COHEN, Ahava (2016) RDA adoption in a multilingual cataloguing environment: The case of Israel. Paper presented at: IFLA WLIC 2016 – Columbus, OH – Connections. Collaboration. Community in Session S17 - Satellite Meeting: Cataloguing with Serials and Other Continuing Resources. In: RDA in the Wider World, 11 August 2016, Dublin, OH, USA.

Bookmark or cite this item: https://library.ifla.org/id/eprint/2050
Language: English (Original)
Available under licence Creative Commons Attribution.


RDA adoption in a multilingual cataloguing environment: The case of Israel

The Israeli library reality presents unique challenges to the adoption of a new cataloguing standard.

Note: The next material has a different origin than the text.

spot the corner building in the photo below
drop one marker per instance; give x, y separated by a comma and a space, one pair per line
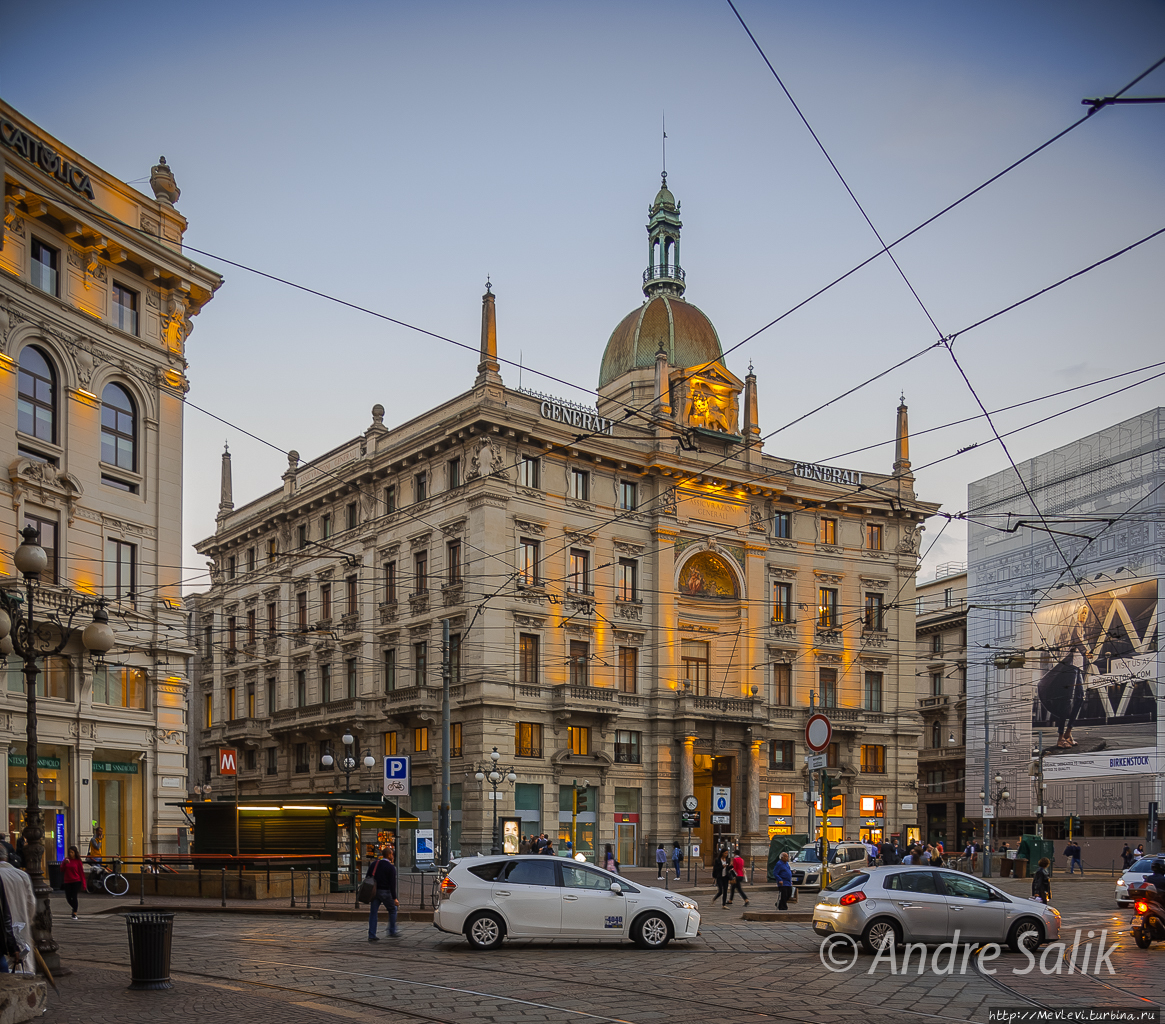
96, 305
639, 598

Foremost amongst these is the multilingual work of cataloguing agencies; terminology must be coordinated with worldwide usage in English and Cyrillic and terminology must be created in Hebrew and Arabic. The structure of the Israeli cataloguing world presents a further challenge: since the early 1980s cataloguing policy has been set by a handful of university libraries, with college, public, and school libraries obeying. This semi-voluntary cooperation began to crumble just as RDA adoption got underway. Another roadblock to full adoption of RDA is the format of the Israeli rules. The new Israeli cataloguing guidelines are inspired by AACR3 rather than RDA; the Israeli cataloguing textbook retains the structure of AACR2 while changing specific actionable rules. Only guidelines relevant for common types of books have been translated and local policies for other material types have yet to be set. There is no system of professional development for cataloguers and no professional organizations coordinate the flow of information to and from decision makers. Without training individual cataloguers have difficulty in applying "cataloguer's judgement"; they do not have a theoretical base upon which to make decisions nor explicit rules to follow. Israeli cataloguing has an impact far outside its national borders given its role as a primary provider of bibliographic and authority records for Hebraica, Judaica, and Palestinian resources and entities. An examination of RDA adoption in Israel sheds light not only on the management of change in a complex situation but also explains idiosyncrasies in Israeli cataloguing records.